1. Muharram 1430

Eigentlich sollte die Überschrift ein Neujahrsglückwunsch werden – aber angesichts der Berichte aus Gaza bleibt mir der heute im Hals – äh,  in der Tastatur – stecken. Möge Allah den Palästinensern gnädig sein!

Ich mochte gestern gar nichts schreiben, was auch? Es hilft nicht. Schön, wenn man „etwas G’scheits“ gelernt hat – ein Bekannter von mir, muslimischer Arzt in Deutschland, schließt seine Praxis für eine Woche und stellt seine Zeit und Arbeitskraft einer muslimischen Hilfsorganistation zur Verfügung, geht für sie in ein Krankenhaus, wo verletzte Palästinenser behandelt werden. Beispielhaft.

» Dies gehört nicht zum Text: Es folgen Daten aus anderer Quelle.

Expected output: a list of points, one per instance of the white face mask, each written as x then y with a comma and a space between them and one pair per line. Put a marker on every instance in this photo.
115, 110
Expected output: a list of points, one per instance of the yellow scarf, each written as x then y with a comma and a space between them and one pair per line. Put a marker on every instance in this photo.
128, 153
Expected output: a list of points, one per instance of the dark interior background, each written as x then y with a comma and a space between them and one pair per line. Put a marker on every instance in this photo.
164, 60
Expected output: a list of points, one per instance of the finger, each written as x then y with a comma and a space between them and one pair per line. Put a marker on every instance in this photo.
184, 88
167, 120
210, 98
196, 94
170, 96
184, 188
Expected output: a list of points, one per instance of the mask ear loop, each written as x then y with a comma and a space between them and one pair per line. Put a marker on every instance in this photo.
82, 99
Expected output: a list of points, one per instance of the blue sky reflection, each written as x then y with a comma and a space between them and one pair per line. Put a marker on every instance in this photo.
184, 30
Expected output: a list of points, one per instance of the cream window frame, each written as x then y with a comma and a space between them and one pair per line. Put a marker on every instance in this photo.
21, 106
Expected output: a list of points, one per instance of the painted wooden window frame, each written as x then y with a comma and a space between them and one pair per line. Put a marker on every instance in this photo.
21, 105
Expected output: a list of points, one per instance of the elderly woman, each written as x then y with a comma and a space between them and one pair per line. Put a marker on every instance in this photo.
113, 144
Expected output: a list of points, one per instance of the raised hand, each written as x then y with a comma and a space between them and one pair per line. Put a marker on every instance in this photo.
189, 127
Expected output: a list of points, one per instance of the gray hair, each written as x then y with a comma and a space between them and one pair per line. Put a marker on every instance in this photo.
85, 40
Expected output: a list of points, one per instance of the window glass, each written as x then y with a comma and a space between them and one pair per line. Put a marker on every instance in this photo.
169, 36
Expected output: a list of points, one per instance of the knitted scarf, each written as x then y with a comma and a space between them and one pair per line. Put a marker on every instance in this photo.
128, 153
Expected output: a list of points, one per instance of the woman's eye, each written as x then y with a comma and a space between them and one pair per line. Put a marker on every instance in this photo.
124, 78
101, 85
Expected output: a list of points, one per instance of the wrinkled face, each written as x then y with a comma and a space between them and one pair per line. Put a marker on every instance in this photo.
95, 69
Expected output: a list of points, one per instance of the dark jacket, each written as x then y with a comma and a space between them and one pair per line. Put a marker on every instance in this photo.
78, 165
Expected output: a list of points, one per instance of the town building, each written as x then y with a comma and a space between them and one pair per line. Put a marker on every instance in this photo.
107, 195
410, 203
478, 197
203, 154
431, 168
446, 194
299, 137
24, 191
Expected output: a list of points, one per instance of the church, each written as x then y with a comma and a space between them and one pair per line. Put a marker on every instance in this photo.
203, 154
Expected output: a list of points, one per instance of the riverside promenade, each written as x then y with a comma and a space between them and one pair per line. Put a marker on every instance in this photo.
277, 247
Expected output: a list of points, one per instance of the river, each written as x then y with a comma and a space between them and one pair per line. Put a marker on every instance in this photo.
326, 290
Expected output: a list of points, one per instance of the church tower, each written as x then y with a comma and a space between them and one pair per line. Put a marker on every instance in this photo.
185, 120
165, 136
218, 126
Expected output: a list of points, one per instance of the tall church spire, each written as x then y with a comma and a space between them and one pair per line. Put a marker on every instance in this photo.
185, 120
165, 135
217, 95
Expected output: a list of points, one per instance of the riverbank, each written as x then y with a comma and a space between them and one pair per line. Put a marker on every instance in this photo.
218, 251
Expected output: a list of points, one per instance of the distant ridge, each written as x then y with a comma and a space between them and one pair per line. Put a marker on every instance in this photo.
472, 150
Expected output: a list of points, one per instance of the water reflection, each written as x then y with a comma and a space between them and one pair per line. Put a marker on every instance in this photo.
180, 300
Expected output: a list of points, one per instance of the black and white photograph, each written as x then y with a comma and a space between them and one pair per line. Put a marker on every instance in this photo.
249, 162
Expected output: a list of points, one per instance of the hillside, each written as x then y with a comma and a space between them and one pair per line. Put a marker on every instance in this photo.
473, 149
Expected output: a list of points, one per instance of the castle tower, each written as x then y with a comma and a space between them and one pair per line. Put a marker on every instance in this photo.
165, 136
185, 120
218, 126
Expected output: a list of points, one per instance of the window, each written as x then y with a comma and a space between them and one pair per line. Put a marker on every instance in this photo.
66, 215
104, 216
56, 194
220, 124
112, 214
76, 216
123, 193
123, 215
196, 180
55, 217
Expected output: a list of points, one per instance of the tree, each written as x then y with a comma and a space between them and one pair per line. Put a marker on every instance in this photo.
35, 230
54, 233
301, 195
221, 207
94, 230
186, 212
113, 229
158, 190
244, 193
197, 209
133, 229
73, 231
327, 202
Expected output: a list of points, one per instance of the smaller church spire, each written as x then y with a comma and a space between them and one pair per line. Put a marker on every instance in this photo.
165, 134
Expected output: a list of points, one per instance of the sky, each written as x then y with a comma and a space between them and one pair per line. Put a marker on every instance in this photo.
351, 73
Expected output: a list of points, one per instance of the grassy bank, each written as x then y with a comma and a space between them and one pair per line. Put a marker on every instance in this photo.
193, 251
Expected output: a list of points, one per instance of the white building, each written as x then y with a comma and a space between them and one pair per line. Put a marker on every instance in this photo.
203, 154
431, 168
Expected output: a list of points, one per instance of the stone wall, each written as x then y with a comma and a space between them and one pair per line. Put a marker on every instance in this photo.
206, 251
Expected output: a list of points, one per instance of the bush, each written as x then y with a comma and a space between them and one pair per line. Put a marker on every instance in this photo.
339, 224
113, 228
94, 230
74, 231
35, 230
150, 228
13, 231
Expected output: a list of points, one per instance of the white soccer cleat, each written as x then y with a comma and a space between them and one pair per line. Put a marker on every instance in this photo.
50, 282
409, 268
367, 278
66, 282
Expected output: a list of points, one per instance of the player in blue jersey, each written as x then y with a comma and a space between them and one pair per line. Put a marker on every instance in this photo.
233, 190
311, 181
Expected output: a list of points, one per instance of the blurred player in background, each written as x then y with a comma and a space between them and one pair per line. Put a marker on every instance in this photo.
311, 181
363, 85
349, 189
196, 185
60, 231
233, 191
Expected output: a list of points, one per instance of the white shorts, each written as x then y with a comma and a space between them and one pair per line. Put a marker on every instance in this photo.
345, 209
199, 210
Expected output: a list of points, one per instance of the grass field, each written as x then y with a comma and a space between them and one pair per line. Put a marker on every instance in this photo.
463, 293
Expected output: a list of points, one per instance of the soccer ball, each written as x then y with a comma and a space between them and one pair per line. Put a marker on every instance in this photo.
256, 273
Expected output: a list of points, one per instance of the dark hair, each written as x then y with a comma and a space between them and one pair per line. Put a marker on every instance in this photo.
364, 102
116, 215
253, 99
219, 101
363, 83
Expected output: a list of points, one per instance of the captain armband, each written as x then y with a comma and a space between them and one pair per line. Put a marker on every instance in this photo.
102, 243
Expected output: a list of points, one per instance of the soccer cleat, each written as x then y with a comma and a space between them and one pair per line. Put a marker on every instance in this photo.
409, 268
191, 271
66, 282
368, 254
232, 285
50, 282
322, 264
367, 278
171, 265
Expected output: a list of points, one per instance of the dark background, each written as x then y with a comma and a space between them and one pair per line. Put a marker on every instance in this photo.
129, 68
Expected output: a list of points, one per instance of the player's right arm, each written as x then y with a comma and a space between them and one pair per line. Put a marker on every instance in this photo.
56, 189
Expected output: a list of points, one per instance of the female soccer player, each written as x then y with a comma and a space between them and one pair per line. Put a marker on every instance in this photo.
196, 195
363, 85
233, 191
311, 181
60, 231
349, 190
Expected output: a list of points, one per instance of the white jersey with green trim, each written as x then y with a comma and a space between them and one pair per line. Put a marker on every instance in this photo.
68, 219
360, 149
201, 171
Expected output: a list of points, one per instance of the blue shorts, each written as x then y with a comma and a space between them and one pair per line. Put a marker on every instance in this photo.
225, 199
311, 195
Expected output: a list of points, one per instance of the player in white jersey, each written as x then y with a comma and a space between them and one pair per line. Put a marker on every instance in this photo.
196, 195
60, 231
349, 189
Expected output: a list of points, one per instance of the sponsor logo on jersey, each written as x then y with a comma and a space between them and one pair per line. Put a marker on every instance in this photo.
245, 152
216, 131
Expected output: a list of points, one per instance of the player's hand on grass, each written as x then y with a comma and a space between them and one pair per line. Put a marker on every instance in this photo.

Es gab anderweitig einen Aufruf, nicht nur den 1. Muharram, sondern am besten jeden Montag und Donnerstag oder jeden zweiten Tag zu fasten und abends nur das normale Abendbrot zu essen – um dann das ersparte Haushaltsgeld für Gaza zu spenden. Auch eine gute Idee.

Und ja, jetzt mag jemand kommen und sagen, wieso heute, es war doch gestern oder ist doch morgen erst der 1. Muharram – ich habe mich bei moonsighting.com schlau gemacht, und der letzte Monat hatte inzwischen auch 30 Tage, also ist heute der erste – für mich jedenfalls.